Ihlamurlar Altında Gezinti, Schiller'in beş öyküsünün derlemesinden oluşuyor.
Öykülerden ilki Yüce Gönüllü Bir Davranış'ta, aynı kadına aşık olan iki kardeşi konu alan bir anekdot aktarılıyor. Pek sevdiğim bir öykü olmadı.
İkinci öykü Onurunu Yitiren İnsanın Suçu, suçluları ötekileştirmek ve yalnızca eylemlerine odaklanmak yerine, onları bu suça niyetlendirenin ne olduğunu öğrenmemiz gerektiğini, bu sayede doğru şekilde hareket ederek bu kişileri topluma yeniden kazandırabileceğimizi yahut zamanında gerekli önlemleri alarak suçu engelleyebileceğimizi savunuyor. Yazarın kendi ağzından bir cümle alıntılayacak olursam: "...Kötü huy ve alışkanlıkların otopsisi belki insanlığa ve kim bilir belki de adalete bir şeyler öğretebilir." Schiller bu otopsiyi yaparken "kişinin doğası mı yoksa yetiştiği çevre ve yaşadığı ortam mı" sorularına yanıt verecek şekilde Wolf'un yaşanmış öyküsünü anlatıyor. Kitapta en etkilendiğim öykü bu oldu, çünkü yazarın fikirleri gerçekten çağının ötesindeydi. Öykü 1786'da yayınlanmış ve Batı'da yazarın önerdiği fikrin benimsenmesi ve bunun üzerine araştırmalar yapılıp teoriler geliştirilmeye başlanması yaklaşık 200 yıl alıyor.

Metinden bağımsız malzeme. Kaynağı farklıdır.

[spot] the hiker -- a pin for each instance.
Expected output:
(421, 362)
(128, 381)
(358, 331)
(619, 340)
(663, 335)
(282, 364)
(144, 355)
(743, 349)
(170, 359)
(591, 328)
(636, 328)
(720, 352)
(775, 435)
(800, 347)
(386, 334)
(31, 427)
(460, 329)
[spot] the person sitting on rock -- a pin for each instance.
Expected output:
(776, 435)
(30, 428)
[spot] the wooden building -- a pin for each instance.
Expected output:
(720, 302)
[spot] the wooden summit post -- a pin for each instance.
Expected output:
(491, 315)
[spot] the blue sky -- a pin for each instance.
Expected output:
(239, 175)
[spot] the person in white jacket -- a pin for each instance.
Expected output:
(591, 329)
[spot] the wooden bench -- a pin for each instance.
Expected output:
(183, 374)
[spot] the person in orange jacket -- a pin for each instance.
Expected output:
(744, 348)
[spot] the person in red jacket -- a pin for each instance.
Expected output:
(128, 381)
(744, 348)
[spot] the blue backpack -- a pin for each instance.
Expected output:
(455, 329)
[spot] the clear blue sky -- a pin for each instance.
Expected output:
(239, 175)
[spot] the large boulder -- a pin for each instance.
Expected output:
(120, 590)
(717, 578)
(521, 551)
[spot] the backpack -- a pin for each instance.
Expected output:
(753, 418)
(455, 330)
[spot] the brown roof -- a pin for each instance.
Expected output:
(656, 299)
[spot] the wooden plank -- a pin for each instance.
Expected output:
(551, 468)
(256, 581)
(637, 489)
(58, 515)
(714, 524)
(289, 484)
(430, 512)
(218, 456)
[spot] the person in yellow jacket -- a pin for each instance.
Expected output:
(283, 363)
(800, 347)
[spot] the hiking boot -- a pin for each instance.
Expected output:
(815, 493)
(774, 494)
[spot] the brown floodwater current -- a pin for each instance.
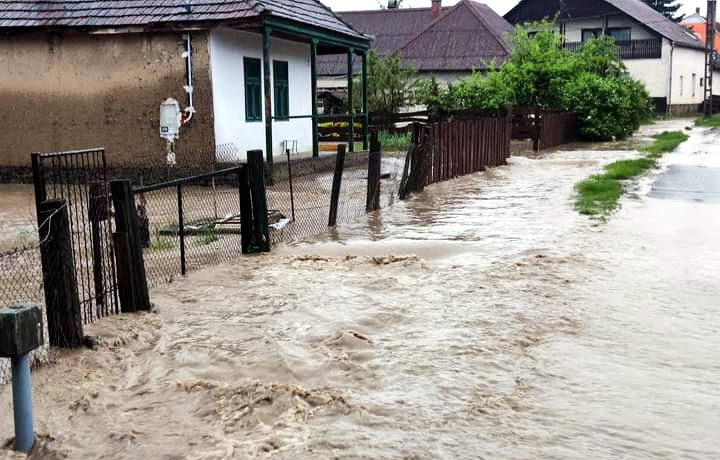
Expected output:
(482, 319)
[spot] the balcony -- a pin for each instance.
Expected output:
(634, 49)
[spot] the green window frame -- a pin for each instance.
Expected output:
(281, 90)
(253, 89)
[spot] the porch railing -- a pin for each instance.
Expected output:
(633, 49)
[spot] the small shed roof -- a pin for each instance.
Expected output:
(26, 14)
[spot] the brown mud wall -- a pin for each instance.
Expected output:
(74, 91)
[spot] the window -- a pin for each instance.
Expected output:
(589, 34)
(281, 90)
(253, 89)
(620, 34)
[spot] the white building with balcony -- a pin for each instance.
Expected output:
(668, 58)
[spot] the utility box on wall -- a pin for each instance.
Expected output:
(21, 330)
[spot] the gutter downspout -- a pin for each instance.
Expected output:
(672, 52)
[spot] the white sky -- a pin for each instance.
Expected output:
(501, 6)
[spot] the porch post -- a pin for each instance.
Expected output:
(351, 109)
(268, 95)
(313, 90)
(366, 117)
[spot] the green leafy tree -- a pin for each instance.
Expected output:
(668, 8)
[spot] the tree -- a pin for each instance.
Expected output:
(390, 84)
(592, 82)
(669, 8)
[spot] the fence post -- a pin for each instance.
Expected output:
(256, 175)
(61, 293)
(374, 168)
(246, 221)
(132, 282)
(337, 182)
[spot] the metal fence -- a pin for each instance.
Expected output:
(190, 223)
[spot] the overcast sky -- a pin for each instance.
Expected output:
(501, 6)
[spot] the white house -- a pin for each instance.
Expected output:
(666, 57)
(93, 73)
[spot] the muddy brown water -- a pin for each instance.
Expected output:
(483, 319)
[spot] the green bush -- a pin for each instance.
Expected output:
(592, 82)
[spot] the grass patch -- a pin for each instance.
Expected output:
(708, 122)
(600, 194)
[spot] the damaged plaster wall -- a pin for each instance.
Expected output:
(74, 91)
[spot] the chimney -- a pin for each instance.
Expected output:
(437, 8)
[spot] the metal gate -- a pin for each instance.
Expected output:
(80, 178)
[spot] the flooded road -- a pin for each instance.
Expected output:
(482, 319)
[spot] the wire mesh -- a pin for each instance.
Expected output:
(80, 178)
(299, 197)
(194, 221)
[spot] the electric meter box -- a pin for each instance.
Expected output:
(170, 119)
(21, 330)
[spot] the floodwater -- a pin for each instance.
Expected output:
(482, 319)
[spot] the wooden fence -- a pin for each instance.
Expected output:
(454, 147)
(546, 128)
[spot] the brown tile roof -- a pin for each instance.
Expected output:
(467, 36)
(533, 10)
(117, 13)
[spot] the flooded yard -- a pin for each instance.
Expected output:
(484, 318)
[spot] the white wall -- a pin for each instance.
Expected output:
(686, 62)
(228, 47)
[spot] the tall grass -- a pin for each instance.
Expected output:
(600, 194)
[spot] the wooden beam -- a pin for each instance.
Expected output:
(351, 108)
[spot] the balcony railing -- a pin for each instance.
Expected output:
(634, 49)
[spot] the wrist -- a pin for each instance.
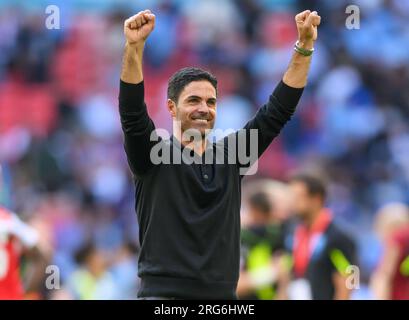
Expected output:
(138, 46)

Üçüncü öykü Alba Dükünün Rudolstadt Şatosu'ndaki Kahvaltısı, Yıl 1547, Kontes Catharina von Schwarzburg'un Thüringen'den geçecek olan İspanyol ordusunun halkına zarar vermemesi için dük ile anlaşma yapmasını, ancak dükün sözünü tutmaması üzerine harekete geçişini anlatıyor. Kısa olsa da epey keyif aldığım bir anekdot oldu.
Dördüncü öykü Kaderin Oyunu, prensin gözüne girip bürokrasinin basamaklarını uçarcasına çıkan ve sonrasında gücünü kötüye kullanan G***'nin başına gelenleri konu ediniyor. Bu öyküyü takip etmek kitaptaki diğer öykülere göre daha zordu. Abartmıyorum, içinde on fiilimsi barındıran cümleler vardı. Belki cümlenin yapısı biraz değiştirilip gerekli yerlere noktalama işaretleri konarak anlam daha net bir şekilde aktarılabilirdi.
Son öykü Ihlamurlar Altında Gezinti, Wollmar ve Edwin adında dünyaya bakış biçimleri birbirine taban tabana zıt iki arkadaşın diyalogundan oluşuyor. Bu denli keskin zıtlıklardan hoşlanmadığımdan öyküyü de pek sevemedim maalesef.
Kitabın kapak illüstrasyonu İrem Gökçem Tunçay'a ait. Baktıkça huzur doluyorum, ellerine sağlık Tunçay'ın.
Schiller'in yine Can Yayınları'ndan çıkan, Hayaletgören adında bir romanı varmış. Eğer imkanım olursa onu da okumayı düşünüyorum.